Posted: Mon Apr 05, 2004 9:53 pm
by kiha
I have WA, but I don't understand why ...

I used quicksort & binary search. I knew there exists a quicker algorithm using counting sort , but I would like to know why this gives me WA:

[pascal]
program miazio;

type mia = array [1..10000] of longint;

var
t:mia;
i, j, k, l:longint;
le, e, lz, z, kejs:longint;
poz, lewy, srodek, prawy:longint;


begin

kejs:=0;

while not eof do
begin

readln (le, lz);
if (le = 0) and (lz = 0) then exit;

inc (kejs);
writeln ('CASE# ', kejs, ':');

for i:=1 to le do
readln (t );

qsort (t);

for z:=1 to lz do
begin

readln (l);

lewy:=1;
prawy:=le;

repeat

srodek:=(lewy + prawy) div 2;

if t [srodek] <> l then
if t [srodek] < l then
lewy:=srodek else
prawy:=srodek;

until (t [srodek] = l) or (lewy >= prawy) or ((lewy = prawy - 1) and (lewy = srodek));

if (lewy = srodek) and (lewy = prawy - 1) then inc (srodek);

if t [srodek] <> l then
writeln (l, ' not found') else

begin

while (t [srodek - 1] = l) and (srodek > 1) do
dec (srodek);

writeln (l, ' found at ', srodek);

end;

end;

end;

end.
[/pascal]

I deleted procedure quicksort, which must be right as I cut if from Free Pascal's sample qsort.pp

Posted: Wed Jun 23, 2004 11:05 am
by miras
Dear Kiha

Sth is wrong with you BS
( try to rewrite it )

BTW i think that it is why u get WA...


:evil:

10474

Posted: Sun Jun 12, 2005 8:27 am
by Salman
got TLE on 10474

How can I improve????

[code]

code removed after AC


[/code]

Posted: Sun Jun 12, 2005 3:08 pm
by sidky
change the whole approach. the solution can be retrived in constant time.
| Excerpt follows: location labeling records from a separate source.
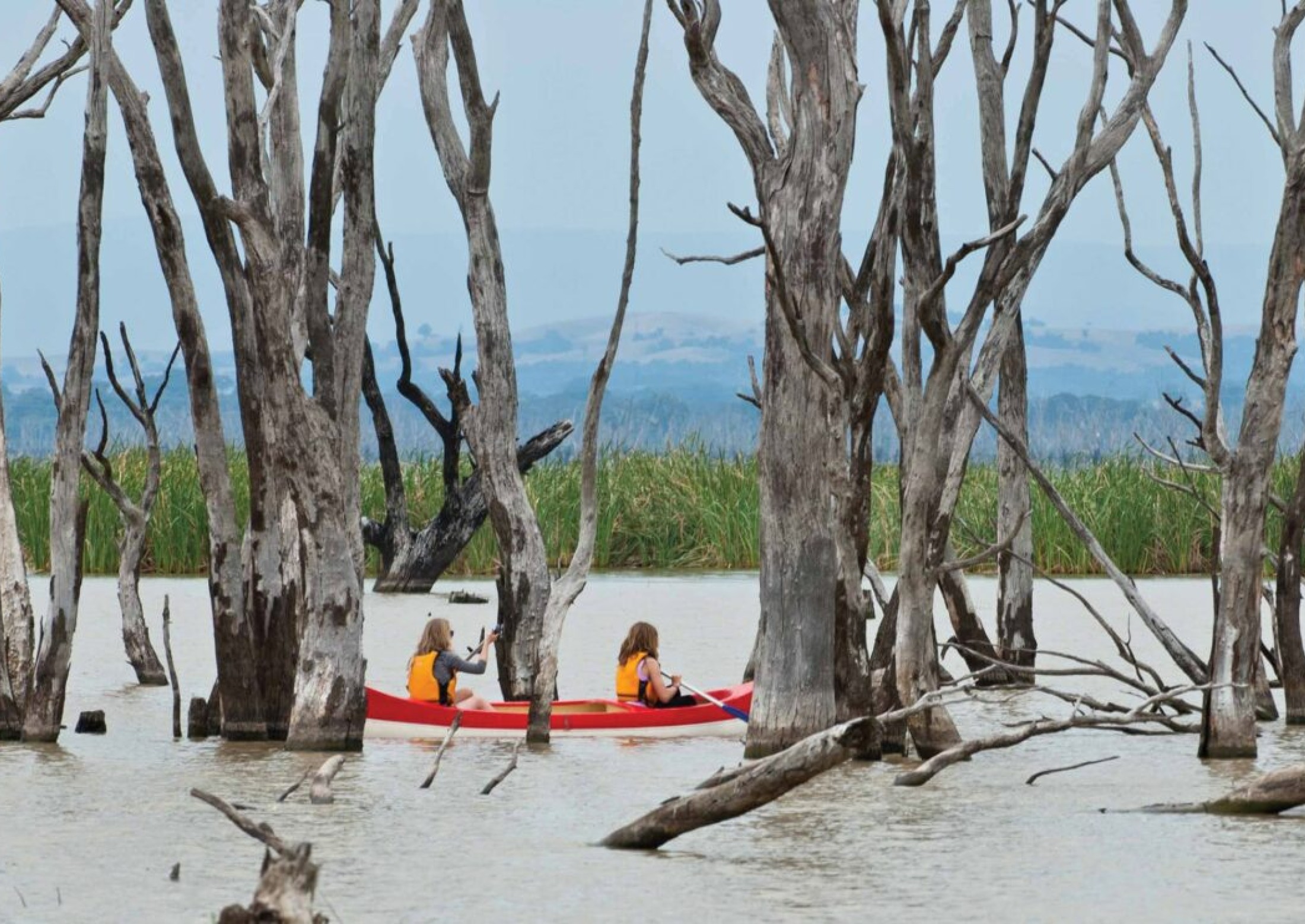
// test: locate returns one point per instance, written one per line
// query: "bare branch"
(709, 259)
(1245, 93)
(988, 554)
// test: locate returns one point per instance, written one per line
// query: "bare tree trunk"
(1228, 726)
(16, 616)
(571, 584)
(1016, 636)
(243, 713)
(491, 426)
(330, 697)
(966, 627)
(1287, 602)
(67, 515)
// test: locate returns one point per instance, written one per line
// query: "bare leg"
(466, 699)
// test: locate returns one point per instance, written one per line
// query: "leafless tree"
(531, 607)
(1245, 467)
(935, 418)
(44, 706)
(303, 550)
(238, 668)
(135, 513)
(414, 559)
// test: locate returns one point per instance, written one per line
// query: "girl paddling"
(638, 675)
(434, 668)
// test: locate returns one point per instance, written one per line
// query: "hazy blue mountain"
(676, 378)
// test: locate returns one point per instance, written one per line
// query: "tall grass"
(683, 509)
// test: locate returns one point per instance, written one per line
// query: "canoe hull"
(399, 717)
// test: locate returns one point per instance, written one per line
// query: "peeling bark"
(44, 705)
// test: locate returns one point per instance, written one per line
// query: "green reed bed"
(680, 509)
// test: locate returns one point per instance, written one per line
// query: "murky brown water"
(89, 829)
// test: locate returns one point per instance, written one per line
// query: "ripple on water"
(100, 821)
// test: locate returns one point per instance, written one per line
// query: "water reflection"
(103, 818)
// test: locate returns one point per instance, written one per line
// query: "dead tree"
(1287, 601)
(303, 550)
(18, 88)
(491, 425)
(568, 588)
(943, 420)
(1245, 467)
(799, 158)
(1004, 183)
(135, 515)
(531, 608)
(44, 706)
(414, 559)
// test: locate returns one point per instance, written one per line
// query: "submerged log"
(439, 755)
(755, 785)
(198, 718)
(1271, 794)
(171, 670)
(92, 724)
(288, 881)
(320, 792)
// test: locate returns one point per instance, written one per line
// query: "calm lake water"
(93, 825)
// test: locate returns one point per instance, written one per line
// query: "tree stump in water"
(198, 718)
(1271, 794)
(92, 724)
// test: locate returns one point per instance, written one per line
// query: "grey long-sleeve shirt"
(447, 663)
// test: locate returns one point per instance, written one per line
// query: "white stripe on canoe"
(421, 732)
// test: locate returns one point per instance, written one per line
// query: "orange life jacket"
(629, 687)
(423, 686)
Posted: Tue Jun 14, 2005 10:50 pm
by Mohammad Mahmudur Rahman
to Salman -
You can get it within time limit using binary search, too. But you must use a faster (n log n) sorting algorithm.

to Sidky -
Will you explain what is the O(1) method? I can see a O(n) solution using counting sort & AFAIK the judge solution for this problem is based on this method, too. But O(1) seems to be too much for me. :(

O(1) explanation

Posted: Wed Jun 15, 2005 12:43 pm
by Sedefcho
Mohammad Mahmudur Rahman,

I suggest you read the previous posts about this problem.

What is meant by O(1) is that you can give the answer
for each Query Number in a given TEST in a O(1) time.

What I call a TEST is (A) plus (B), where:
(A) is the SET of the N numbers which are given
(B) is the SET of the Q numbers ( the SET of the query numbers )

So how it goes ?
(1) you read the N numbers which are given
(2) you do some preprocessing
(3) you start reading the Q query numbers and each time a query
number comes from the input you can give the answer for that
query number in O(1) time

The key phrase in this problem is that the numbers given are
in the interval [1,10000]. Which allows a memoization approach
to be used ( that memoization is done in the preprocessing
phase - see (2) above ).

No binary search is needed, no sorting, no complex data
structures. Two arrays of 10000 elements each will be enough.